Berlin - Die Kitas in der Hauptstadt sollen ihren Notbetrieb im Corona-Lockdown einschränken.  Demnach sollen nur noch diejenigen Familien ihre Kinder in die Kita schicken dürfen, in denen mindestens ein Elternteil in einem sogenannten systemrelevanten Beruf arbeitet. Hinzu kommen Kinder von Alleinerziehenden und Kinder in sozial schwierigen Situationen. Das bestätigte eine Sprecherin von Senatorin Scheeres (SPD) der Berliner Zeitung. 

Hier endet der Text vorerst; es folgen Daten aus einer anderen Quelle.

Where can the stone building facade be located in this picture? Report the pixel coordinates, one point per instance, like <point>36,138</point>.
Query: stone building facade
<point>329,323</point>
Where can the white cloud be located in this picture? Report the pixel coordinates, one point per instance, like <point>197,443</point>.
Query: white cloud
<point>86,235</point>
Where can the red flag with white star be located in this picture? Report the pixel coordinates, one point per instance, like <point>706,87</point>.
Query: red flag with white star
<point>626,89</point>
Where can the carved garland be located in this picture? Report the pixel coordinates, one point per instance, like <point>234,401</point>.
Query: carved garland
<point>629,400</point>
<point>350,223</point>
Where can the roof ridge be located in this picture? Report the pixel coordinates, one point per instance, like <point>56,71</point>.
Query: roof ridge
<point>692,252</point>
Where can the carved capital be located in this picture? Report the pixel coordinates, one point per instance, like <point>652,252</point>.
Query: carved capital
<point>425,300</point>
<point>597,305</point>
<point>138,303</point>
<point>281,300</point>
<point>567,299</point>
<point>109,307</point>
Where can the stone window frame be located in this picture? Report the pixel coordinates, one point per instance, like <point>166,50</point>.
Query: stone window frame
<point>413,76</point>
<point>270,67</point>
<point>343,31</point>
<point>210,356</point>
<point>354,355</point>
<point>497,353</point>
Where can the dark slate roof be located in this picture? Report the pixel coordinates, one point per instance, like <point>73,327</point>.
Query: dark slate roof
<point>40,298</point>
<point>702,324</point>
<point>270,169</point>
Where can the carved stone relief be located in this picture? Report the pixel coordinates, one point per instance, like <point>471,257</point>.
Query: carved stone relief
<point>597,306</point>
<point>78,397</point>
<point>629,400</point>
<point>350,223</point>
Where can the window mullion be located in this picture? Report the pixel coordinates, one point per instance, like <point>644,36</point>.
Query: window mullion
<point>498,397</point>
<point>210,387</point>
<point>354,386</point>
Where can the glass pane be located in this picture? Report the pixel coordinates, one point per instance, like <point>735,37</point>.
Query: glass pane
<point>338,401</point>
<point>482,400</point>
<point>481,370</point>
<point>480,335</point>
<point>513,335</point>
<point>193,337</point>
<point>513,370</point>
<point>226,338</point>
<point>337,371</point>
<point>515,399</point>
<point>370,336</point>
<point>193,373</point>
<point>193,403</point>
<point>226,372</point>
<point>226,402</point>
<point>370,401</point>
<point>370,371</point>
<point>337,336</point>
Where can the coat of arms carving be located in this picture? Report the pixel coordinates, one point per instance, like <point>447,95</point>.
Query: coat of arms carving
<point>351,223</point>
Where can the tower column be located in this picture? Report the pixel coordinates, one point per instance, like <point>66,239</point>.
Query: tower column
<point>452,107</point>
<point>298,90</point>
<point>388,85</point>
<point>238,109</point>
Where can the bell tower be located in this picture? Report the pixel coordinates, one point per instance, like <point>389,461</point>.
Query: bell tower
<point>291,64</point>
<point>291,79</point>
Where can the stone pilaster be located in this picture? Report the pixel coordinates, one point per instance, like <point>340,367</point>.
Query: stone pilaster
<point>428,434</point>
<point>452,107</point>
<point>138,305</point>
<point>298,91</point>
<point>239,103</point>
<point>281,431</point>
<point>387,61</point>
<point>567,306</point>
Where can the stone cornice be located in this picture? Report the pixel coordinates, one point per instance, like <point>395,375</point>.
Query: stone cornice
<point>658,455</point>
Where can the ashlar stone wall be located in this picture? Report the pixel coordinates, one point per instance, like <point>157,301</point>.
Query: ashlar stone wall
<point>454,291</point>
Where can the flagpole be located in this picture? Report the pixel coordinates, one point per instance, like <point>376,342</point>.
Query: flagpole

Mit der neuen Regelung, die es während des ersten Lockdowns zur Eindämmung der Corona-Pandemie schon gab, tritt der Senat im Hinblick auf die Kinderbetreuung etwas auf die Bremse. Denn die Berliner Kitas gelten im Lockdown als gut besucht.

Am Mittwochabend wurde die Liste mit den systemrelevanten Berufen online veröffentlicht. 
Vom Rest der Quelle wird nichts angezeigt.